Bleeding incidence with concomitant use of antidepressants and warfarin.
MedLine Citation:
PMID:  21743381     Owner:  NLM     Status:  MEDLINE    
Abstract/OtherAbstract:
INTRODUCTION: Bleeding is the major complication associated with warfarin therapy. Some antidepressants are also associated with increased bleeding risk. Warfarin and antidepressants are used frequently in combination, but it is unclear whether concomitant use increases the risk of bleeding beyond that with warfarin alone. The primary goal of this study was to determine whether the use of warfarin and an antidepressant increases the risk for bleeding outcomes compared with the use of warfarin alone. The secondary goal was to characterize the risk of bleeding in warfarin-treated patients taking one specific class of antidepressant, selective serotonin reuptake inhibitors (SSRIs).

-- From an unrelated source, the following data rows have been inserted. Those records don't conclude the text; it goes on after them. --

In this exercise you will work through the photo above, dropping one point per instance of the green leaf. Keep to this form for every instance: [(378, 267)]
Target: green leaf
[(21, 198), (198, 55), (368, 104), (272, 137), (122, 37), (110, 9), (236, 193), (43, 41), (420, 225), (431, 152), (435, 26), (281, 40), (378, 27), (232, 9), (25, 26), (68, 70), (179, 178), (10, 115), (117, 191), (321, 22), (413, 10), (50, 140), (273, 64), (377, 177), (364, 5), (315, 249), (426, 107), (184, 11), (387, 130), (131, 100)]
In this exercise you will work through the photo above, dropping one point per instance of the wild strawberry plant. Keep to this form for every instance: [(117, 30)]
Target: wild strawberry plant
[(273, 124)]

MATERIALS AND METHODS: This was a retrospective, single-center, study of warfarin-treated patients prescribed (n = 46) and not prescribed (n = 54) an antidepressant. Medical records over 6 months were reviewed for international normalized ratio values, medical history, bleeding type and incidence, and hospitalization due to bleeding. Patients were included in the antidepressant group if they were taking concomitant warfarin and antidepressant therapy consistently for a period of 6 months and in the control group if they were not taking an antidepressant with warfarin.
RESULTS: The use of any antidepressant with warfarin was not associated with the incidence of any bleeding or major bleeding during the 6-month period. However, the use of an SSRI with warfarin was associated with an increase in any bleeding event (odds ratio 2.6, 95% confidence interval, 1.01-6.4 P = 0.04). The use of an SSRI remained a significant predictor of bleeding after accounting for other factors associated with bleeding risk.

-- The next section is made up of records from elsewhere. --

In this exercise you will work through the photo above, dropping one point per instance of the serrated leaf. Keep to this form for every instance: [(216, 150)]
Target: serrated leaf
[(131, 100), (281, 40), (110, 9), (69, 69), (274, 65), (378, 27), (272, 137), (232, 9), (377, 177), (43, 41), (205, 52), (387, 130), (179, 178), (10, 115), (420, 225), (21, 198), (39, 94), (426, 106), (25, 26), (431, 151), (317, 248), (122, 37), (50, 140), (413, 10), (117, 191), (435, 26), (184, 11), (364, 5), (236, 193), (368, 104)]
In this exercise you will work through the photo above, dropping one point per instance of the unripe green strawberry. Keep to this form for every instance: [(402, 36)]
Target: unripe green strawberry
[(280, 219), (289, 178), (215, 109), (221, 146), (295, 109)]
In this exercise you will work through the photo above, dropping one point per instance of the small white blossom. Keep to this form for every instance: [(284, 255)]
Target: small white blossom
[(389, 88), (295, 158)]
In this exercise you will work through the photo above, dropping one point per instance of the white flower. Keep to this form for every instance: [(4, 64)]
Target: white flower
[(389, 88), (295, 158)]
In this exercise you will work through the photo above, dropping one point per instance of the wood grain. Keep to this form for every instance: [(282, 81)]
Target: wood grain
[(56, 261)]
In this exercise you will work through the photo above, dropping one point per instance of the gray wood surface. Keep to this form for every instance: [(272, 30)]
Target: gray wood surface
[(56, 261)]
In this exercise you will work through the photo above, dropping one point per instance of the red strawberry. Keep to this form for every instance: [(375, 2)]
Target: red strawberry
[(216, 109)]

CONCLUSIONS: Based on these data, it is important to clarify the interaction between warfarin and SSRIs in regard to bleeding risk given the high frequency of their concomitant use.
Authors:
Kelly A Cochran; Larisa H Cavallari; Nancy L Shapiro; Jeffrey R Bishop
Publication Detail:
Type:  Journal Article; Research Support, N.I.H., Extramural    
Journal Detail:
Title:  Therapeutic drug monitoring     Volume:  33     ISSN:  1536-3694     ISO Abbreviation:  Ther Drug Monit     Publication Date:  2011 Aug 
Date Detail:
Created Date:  2011-07-18     Completed Date:  2012-01-05     Revised Date:  2013-06-28    
Medline Journal Info:
Nlm Unique ID:  7909660     Medline TA:  Ther Drug Monit     Country:  United States    
Other Details:
Languages:  eng     Pagination:  433-8     Citation Subset:  IM    
Affiliation:
Department of Pharmacy Practice and Administration, University of Missouri-Kansas City School of Pharmacy, Columbia, MO, USA.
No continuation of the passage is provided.